Mulla Sadra menggambarkan bahwa kedatangan kita ke dunia – ke “bumi manusia” kalau pakai ungkapan Pram – adalah perjalanan turun ke bawah, ke tingkat realitas yang lebih rendah. Bahasa Inggris mempunyai konsep ringkas mengenai gagasan ini dalam kata “descending.”
Dalam ungkapan itu, manusia-bumi sebenarnya adalah makhluk yang bermutasi dari realitas yang lebih tinggi ke realitas berikutnya yang lebih rendah. Menurut Teologi Sadrian, realitas digambarkan memiliki multiplisitas dan berhirarki, masing-masing dengan ontologinya yang berbeda.
[Ini berbeda dengan gambaran ilmu fisika yang melihat manusia berasal dari ketiadaan menuju keberadaan. Keberadaan manusia dalam pengertian astrofisika dilukiskan sebagai “debu galaktik” yang terseret ke bumi, lalu melalui proses evolusioner muncul menjadi “accident-being,” makhluk-kebetulan. Eksistensi materialitasnya mendahului esensi immaterialitasnya, jika esensi seperti itu pun dianggap ada. Dalam ontologi fisika, manusia hanyalah realitas material].

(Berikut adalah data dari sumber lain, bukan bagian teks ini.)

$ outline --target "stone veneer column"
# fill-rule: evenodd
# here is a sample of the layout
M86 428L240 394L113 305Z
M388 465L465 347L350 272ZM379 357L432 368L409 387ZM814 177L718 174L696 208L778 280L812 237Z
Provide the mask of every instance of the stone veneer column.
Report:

Dalam realitas dunia material, manusia mengalami evolusi dan transformasi. Tapi pada Sadra, gagasan evolusi dan transformasi rohaniah lebih ditekankan. Proses evolutif dan transformatif jiwa itulah yang justru menentukan kualitas eksistensial manusia. Hikmah al-Muta’aliyah (filsafat transendental) yang menjadi tema sentral pemikiran Sadra berpusat pada gagasan bahwa transformasi rohaniah manusia sebenarnya merupakan proses perjalanan kembali, untuk naik ke tingkat realitas baru yang lebih tinggi, pasca kematian. Tahap ini disebut perjalanan “ascending,” untuk mencapai realitas pasca-materialis.
[Jika ketika perjalanan turun dulu manusia mengalami fase pra-kehidupan, untuk menuju ke realitas kehidupan dunia, maka ketika kali ini menempuh perjalanan naik kembali, ia sebenarnya sedang menuju fase pasca-kematian.
Di sini term Heidegger mengenai hakikat kehidupan manusia sebagai “being toward death” menjadi kehilangan makna, karena sesungguhnya manusia adalah “being beyond death.”]
Jika ketika perjalanan turun, manusia memiliki eksistensi yang sederajat, maka ketika menempuh perjalanan naik mencapai transendensi, eksistensi manusia punya berbagai derajat yang berbeda-beda tergantung capaian transformatifnya secara spiritual.
Demikianlah, transendensi memang proyek manusia pasca imanensinya dalam realitas (sejarah) dunia. ‘Transendence is a metahistorical post-human project.’ Transendensi merupakan hasrat esensial menyangkut gagasan mengenai imortalitas manusia.